Peter & his AS team, are at most of the shows, if you can get to one nearby. 

We have had our 20" mk 2 bikes for a few years now and find them really good. 
Gives a few "proper lycra bikers" a fright at times :lol:


----------



## Ollie33 (Sep 3, 2011)

*Electric Bikes*

Have a look at Pro Rider Mobility


----------



## Pollydoodle (Aug 18, 2005)

We have a pro-rider electric bike and are very pleased with it.
A week or so back someone on here did a comparison with the AS and Pro-Rider. I think someone was selling one of each, but cant remember who

Waak I think, have a look here

www.motorhomefacts.com/ftopict-122805-electric.html+bikes


----------



## wakk44 (Jun 15, 2006)

The pro rider was an excellent bike and the reason for selling it was I bought 2 new ones at the Newark show having accepted an excellent offer to buy a 2nd one.

Pro rider,AS bikes and Gee bikes are all fairly similar specs and I think you will be happy with any of them.Make sure it a 250 watt motor and a 36v/10A battery to ensure maximum power and range.


----------



## JeanLuc (Jan 13, 2007)

wakk44 said:


> Make sure it a 250 watt motor and a 36v/10A battery to ensure maximum power and range.


I don't have an electric bike and do not claim to be an expert, but I did a bit of research and so far as I can tell, the limit for power in the UK is 200 watts, otherwise you have to have it registered and insured, have the appropriate motorcycle licence, and wear a crash helmet. This is one case where the UK is unfortunately out of line with the EU standard which allows motors up to 250W.

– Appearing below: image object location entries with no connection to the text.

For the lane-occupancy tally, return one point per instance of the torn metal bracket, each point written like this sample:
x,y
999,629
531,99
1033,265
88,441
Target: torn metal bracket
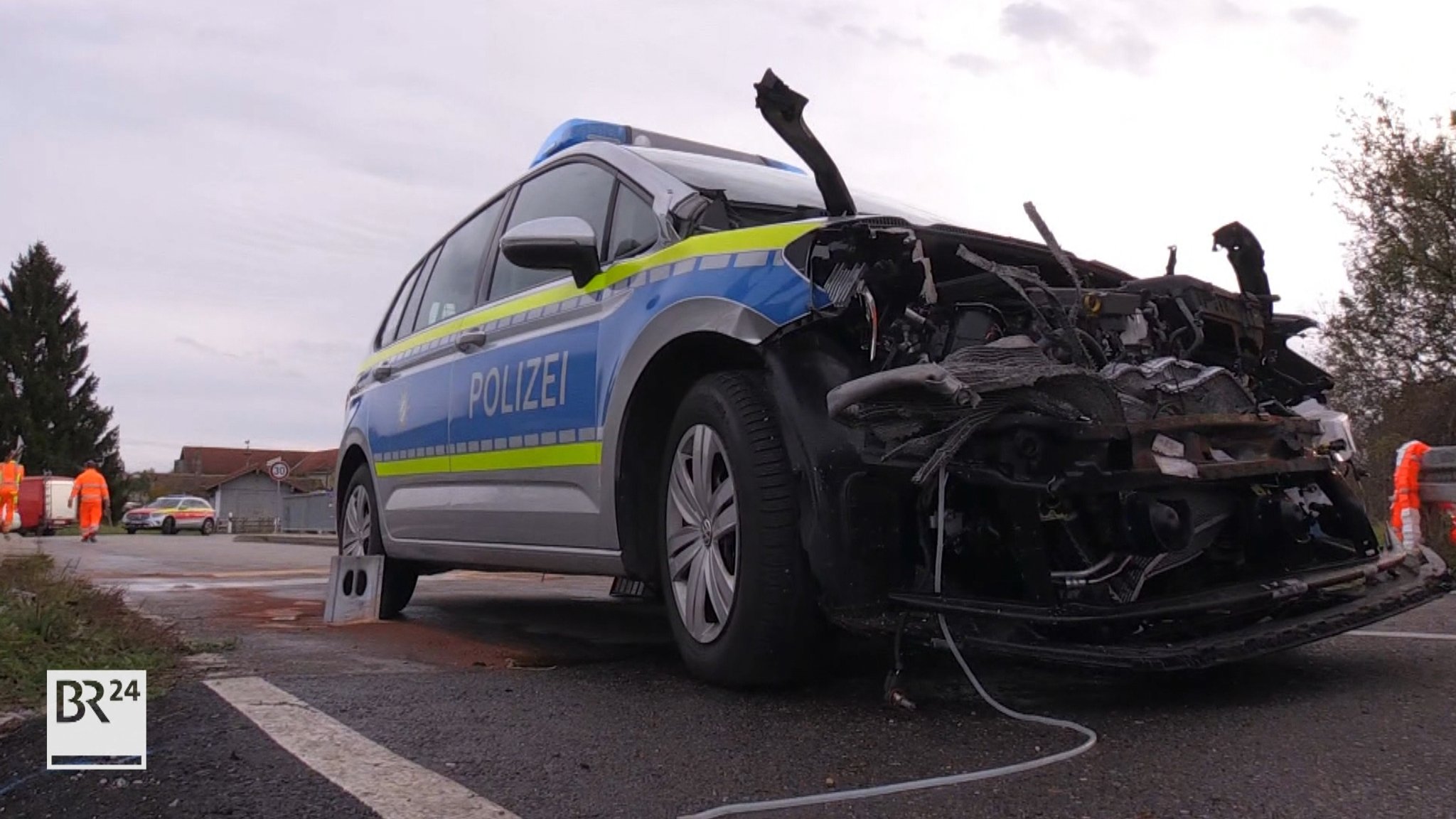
x,y
1056,250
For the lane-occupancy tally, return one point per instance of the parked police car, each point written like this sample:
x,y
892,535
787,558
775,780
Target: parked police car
x,y
725,379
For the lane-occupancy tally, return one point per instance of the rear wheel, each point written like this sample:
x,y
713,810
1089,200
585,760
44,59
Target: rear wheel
x,y
360,535
742,599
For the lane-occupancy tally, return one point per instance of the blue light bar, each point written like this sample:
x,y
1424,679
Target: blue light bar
x,y
577,132
783,166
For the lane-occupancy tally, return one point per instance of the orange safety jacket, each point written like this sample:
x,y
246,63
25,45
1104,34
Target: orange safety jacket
x,y
1406,506
91,486
11,476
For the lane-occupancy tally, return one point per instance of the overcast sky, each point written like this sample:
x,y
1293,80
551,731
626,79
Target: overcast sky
x,y
236,188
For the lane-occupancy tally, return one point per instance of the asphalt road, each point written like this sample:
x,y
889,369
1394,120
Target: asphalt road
x,y
547,697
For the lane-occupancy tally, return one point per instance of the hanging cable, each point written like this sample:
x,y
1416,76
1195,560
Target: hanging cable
x,y
933,781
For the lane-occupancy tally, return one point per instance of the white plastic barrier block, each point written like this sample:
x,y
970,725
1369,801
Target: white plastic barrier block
x,y
354,585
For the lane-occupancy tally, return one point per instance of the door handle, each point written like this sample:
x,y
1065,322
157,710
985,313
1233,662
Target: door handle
x,y
471,340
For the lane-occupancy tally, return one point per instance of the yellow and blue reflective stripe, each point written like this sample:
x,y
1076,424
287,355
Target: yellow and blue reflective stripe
x,y
532,451
750,247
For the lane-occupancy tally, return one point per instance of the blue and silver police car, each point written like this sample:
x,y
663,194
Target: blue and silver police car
x,y
785,407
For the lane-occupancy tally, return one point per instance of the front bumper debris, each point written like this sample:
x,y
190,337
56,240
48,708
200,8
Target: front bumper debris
x,y
1197,631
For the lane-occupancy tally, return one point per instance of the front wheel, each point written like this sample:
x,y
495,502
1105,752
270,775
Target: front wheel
x,y
743,602
360,535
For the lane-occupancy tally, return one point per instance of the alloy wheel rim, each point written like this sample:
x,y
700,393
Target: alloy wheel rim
x,y
358,525
702,534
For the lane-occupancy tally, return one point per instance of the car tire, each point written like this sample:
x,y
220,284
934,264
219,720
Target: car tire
x,y
360,534
774,630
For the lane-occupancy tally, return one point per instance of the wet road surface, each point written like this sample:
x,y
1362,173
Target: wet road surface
x,y
552,700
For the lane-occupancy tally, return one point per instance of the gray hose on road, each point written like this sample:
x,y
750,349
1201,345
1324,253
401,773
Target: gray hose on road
x,y
936,781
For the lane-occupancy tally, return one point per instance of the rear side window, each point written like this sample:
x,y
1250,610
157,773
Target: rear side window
x,y
390,330
407,323
458,273
582,190
633,225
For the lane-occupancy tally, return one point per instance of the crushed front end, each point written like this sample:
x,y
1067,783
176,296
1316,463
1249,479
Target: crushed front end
x,y
1069,462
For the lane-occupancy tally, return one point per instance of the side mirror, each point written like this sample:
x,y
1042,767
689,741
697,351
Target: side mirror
x,y
557,242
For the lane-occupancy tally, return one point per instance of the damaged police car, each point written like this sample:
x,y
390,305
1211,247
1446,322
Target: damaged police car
x,y
790,408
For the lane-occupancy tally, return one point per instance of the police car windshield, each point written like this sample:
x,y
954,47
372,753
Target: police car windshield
x,y
744,183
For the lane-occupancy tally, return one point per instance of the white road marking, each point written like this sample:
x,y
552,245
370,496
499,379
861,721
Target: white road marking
x,y
154,587
1406,634
386,783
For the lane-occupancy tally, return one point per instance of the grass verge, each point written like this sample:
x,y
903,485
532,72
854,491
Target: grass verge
x,y
51,619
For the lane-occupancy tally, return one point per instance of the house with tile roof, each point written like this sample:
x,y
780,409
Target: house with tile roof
x,y
237,484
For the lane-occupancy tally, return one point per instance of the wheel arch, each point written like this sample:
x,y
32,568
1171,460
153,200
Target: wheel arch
x,y
678,347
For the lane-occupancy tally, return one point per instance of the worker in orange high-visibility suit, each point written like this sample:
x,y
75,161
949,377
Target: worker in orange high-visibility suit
x,y
1406,506
11,476
91,488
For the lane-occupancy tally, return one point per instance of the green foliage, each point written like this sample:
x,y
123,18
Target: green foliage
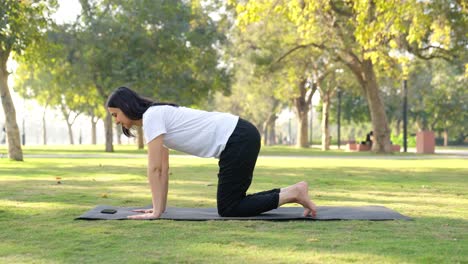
x,y
22,22
398,140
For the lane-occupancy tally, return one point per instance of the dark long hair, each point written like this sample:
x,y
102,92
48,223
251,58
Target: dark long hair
x,y
132,104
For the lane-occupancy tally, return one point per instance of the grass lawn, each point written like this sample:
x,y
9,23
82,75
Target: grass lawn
x,y
37,226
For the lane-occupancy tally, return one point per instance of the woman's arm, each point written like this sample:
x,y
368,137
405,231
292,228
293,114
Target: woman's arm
x,y
158,168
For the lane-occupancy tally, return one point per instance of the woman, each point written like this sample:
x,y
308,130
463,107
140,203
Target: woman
x,y
233,140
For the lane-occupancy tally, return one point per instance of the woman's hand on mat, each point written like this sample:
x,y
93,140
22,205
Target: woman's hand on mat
x,y
146,211
147,214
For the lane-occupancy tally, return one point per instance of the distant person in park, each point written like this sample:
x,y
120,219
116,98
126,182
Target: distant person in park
x,y
369,139
3,138
233,140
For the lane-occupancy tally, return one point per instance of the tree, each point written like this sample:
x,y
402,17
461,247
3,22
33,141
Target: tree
x,y
361,34
164,49
21,22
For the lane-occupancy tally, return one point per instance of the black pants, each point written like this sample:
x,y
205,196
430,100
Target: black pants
x,y
236,166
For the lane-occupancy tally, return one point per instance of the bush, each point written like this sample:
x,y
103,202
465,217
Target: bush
x,y
398,140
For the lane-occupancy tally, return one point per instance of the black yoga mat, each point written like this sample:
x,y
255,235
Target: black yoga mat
x,y
372,212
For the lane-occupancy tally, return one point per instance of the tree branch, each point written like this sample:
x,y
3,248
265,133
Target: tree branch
x,y
320,46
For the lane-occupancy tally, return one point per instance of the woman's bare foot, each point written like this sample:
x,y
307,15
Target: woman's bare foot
x,y
298,193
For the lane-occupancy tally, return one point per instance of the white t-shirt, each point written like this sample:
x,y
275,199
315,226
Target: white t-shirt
x,y
192,131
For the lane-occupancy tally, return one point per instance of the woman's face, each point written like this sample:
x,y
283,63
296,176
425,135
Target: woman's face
x,y
120,117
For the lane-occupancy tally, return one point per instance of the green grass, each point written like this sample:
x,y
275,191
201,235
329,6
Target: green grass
x,y
279,150
37,226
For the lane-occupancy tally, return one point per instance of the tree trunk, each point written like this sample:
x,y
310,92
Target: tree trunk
x,y
302,109
93,130
44,127
325,124
445,137
269,135
377,109
265,132
108,131
272,130
303,129
70,133
118,132
140,143
364,72
13,136
398,127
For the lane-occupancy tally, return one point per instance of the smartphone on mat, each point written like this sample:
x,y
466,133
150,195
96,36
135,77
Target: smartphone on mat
x,y
109,211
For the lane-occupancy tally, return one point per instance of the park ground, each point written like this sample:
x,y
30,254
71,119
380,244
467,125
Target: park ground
x,y
37,214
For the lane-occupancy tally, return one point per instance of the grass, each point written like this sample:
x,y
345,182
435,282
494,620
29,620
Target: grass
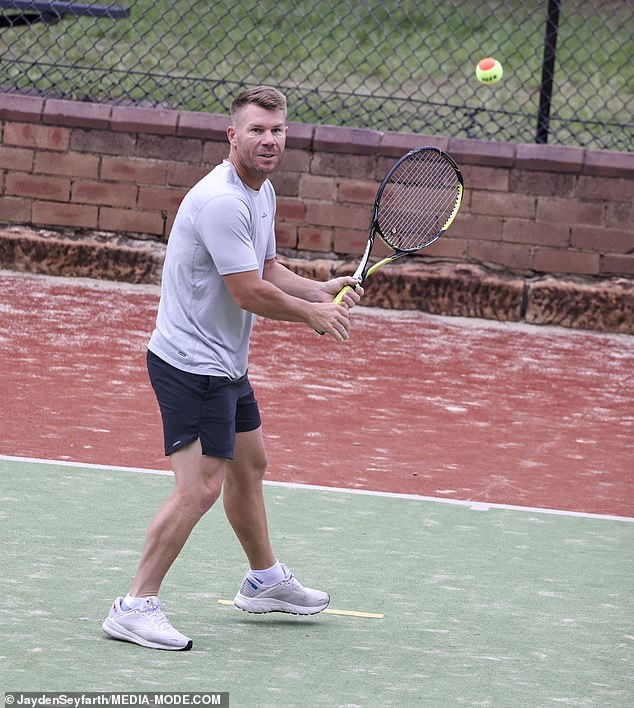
x,y
392,66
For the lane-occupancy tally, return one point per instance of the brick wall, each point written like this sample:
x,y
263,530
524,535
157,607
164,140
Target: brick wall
x,y
87,176
528,208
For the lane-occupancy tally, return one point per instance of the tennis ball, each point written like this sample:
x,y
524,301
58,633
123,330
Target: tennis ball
x,y
489,70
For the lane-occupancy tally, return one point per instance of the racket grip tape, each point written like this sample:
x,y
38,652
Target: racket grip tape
x,y
340,295
338,300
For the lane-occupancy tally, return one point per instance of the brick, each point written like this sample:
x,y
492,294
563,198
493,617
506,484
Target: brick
x,y
549,158
522,231
611,190
602,239
329,164
468,226
564,261
76,113
19,159
341,139
513,256
619,215
395,145
482,152
300,136
183,175
313,187
604,163
289,210
214,153
286,184
132,169
15,209
38,186
169,148
541,183
286,235
315,239
295,161
104,193
611,264
360,192
161,199
569,211
36,136
351,242
102,142
71,164
485,178
207,126
57,214
447,247
14,106
347,217
135,119
131,221
502,204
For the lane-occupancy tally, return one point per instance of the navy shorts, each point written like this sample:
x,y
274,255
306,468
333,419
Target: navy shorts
x,y
210,408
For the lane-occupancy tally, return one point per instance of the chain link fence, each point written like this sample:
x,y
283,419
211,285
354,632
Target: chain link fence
x,y
387,65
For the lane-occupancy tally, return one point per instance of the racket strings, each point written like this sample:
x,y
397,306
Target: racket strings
x,y
418,201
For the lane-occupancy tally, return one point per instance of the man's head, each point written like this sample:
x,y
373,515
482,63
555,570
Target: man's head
x,y
257,134
265,97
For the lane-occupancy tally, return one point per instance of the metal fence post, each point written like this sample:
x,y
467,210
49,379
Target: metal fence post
x,y
548,71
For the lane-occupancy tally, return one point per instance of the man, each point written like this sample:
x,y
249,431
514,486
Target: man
x,y
220,272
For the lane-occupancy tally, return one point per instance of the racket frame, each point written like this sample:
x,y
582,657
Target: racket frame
x,y
363,271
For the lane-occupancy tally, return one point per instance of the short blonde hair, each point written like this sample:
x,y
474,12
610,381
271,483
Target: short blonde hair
x,y
264,96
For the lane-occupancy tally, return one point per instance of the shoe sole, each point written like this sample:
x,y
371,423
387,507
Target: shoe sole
x,y
116,631
261,607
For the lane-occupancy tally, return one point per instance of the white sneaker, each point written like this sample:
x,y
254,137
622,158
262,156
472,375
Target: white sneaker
x,y
289,595
146,625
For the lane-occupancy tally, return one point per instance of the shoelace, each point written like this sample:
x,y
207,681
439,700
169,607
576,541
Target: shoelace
x,y
155,615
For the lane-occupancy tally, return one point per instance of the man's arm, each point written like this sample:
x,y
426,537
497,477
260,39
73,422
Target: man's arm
x,y
307,289
265,298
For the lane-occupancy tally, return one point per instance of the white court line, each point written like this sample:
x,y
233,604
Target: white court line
x,y
475,505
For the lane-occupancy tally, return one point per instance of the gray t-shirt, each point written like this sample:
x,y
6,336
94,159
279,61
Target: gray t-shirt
x,y
222,226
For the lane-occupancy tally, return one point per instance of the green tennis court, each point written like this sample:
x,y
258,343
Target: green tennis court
x,y
483,605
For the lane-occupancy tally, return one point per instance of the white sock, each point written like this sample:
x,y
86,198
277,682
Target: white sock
x,y
131,603
269,576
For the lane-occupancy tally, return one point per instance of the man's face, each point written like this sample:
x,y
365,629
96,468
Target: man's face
x,y
257,141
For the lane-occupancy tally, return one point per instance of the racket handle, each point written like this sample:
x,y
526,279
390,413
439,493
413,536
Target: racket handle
x,y
340,295
338,300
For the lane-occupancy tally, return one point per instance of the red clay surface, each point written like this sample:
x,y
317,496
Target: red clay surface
x,y
453,408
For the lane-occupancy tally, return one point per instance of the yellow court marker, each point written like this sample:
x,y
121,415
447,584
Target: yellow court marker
x,y
348,613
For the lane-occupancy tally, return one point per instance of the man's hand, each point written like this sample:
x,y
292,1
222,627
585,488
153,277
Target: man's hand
x,y
330,318
351,297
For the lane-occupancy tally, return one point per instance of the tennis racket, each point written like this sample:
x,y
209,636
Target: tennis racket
x,y
415,204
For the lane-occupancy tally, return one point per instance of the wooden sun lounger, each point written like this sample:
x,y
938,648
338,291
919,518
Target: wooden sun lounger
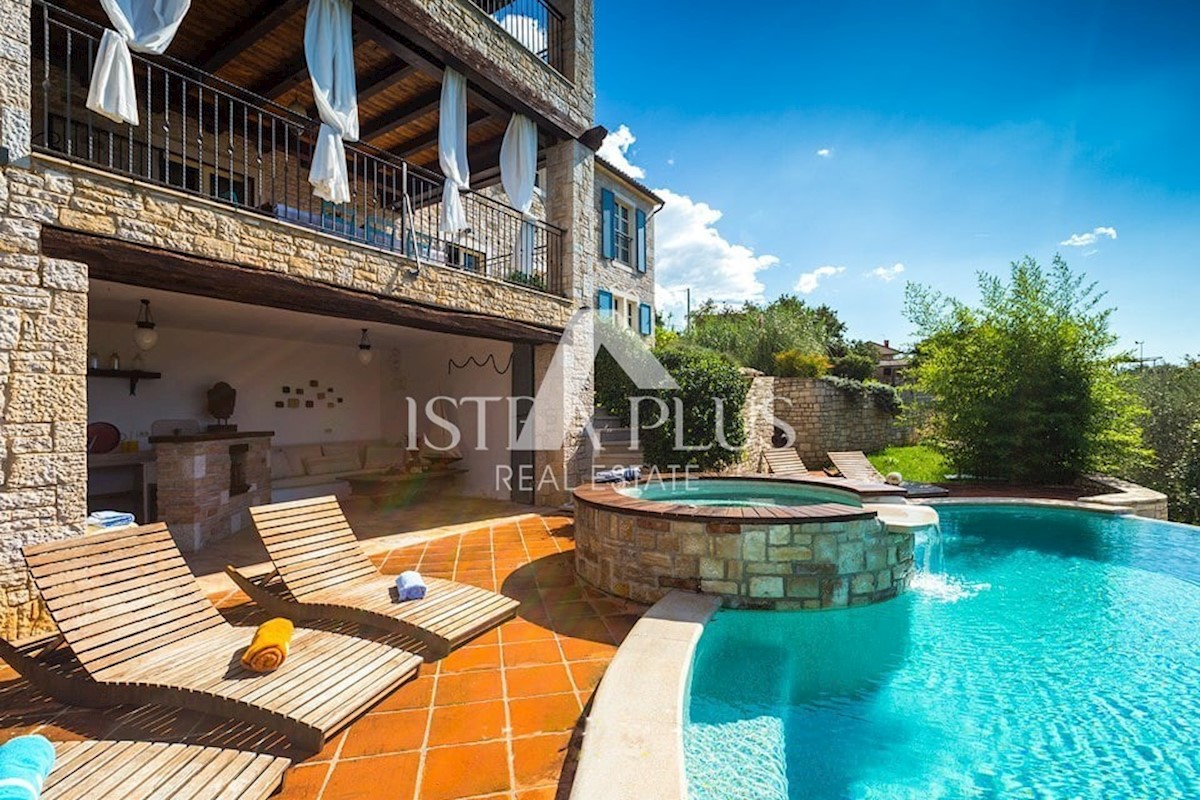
x,y
142,631
855,465
156,770
321,572
785,461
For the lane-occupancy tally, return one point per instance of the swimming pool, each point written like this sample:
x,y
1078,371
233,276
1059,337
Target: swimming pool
x,y
1038,654
738,493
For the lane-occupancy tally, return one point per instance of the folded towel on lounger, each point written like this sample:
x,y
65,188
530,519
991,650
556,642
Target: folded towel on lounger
x,y
25,762
411,585
269,647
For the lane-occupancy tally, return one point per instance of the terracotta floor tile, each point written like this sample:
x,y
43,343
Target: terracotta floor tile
x,y
391,732
304,782
465,771
587,674
538,761
413,695
393,776
469,687
485,657
532,654
531,681
520,630
547,714
455,725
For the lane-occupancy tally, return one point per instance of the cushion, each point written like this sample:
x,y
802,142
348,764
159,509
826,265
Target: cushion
x,y
385,457
343,451
330,465
282,465
300,453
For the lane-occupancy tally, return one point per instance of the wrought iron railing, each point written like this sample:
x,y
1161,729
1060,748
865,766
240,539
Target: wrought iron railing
x,y
534,23
204,136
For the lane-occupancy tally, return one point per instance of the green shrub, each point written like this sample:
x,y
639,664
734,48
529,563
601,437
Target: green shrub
x,y
886,398
855,366
703,377
1183,479
797,364
1025,385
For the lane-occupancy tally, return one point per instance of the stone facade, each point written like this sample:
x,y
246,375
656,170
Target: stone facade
x,y
827,419
195,493
43,302
43,407
622,280
790,565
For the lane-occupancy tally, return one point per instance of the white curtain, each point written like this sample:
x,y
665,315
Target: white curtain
x,y
329,50
453,150
144,25
519,170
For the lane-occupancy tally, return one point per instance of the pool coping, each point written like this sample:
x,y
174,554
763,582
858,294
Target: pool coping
x,y
1042,503
607,495
633,741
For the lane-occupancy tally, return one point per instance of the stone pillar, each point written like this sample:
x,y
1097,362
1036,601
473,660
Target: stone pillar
x,y
43,341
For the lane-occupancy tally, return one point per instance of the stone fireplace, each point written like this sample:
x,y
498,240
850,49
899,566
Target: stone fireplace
x,y
207,481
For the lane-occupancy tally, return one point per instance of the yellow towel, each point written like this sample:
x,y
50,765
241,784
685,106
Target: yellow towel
x,y
269,647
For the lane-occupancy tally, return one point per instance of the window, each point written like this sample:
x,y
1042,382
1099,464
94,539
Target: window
x,y
624,239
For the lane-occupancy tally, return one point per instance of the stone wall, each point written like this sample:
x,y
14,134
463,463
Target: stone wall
x,y
43,405
827,419
795,565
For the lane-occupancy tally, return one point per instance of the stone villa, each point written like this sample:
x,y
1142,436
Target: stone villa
x,y
330,320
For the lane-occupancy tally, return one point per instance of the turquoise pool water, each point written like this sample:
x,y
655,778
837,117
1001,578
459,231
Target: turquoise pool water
x,y
717,492
1039,654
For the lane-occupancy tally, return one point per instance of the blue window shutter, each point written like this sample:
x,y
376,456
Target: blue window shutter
x,y
641,240
609,226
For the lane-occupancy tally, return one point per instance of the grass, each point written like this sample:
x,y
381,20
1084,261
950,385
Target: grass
x,y
916,463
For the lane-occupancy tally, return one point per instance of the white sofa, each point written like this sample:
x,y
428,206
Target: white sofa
x,y
300,471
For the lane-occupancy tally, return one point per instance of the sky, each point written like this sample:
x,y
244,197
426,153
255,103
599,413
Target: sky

This section of Direct Gov refers:
http://www.direct.gov.uk/en/Motoring/DriverLicensing/WhatCanYouDriveAndYourObligations/DG_180320


----------



## wakk44 (Jun 15, 2006)

Hi Philip,

I don't profess to be an expert either but if you look at the specs for the AS MK.3 and the Pro rider they are both described as 250 watt brushless motors.


----------



## DavidRon (May 1, 2005)

JeanLuc said:


> wakk44 said:
> 
> 
> > Make sure it a 250 watt motor and a 36v/10A battery to ensure maximum power and range.
> ...


I've had a look at the Driver Licensing website and it seems pretty unambiguous. I rang around some dealers, ones whose websites said that their bikes didn't need registering etc. even though their motors were 250w, and they all said the same, providing the bikes couldn't be powered over 15mph they didn't need licensing. When I pointed out what Driver Licensing said they just reiterated the 15mph and said they'd sold hundreds of these bikes without problems. I don't quite understand :?


----------



## greenasthegrass (Oct 27, 2007)

So what is your query? 

I've had an electric bike for a few months one of best things I ever bought.

Greenie


----------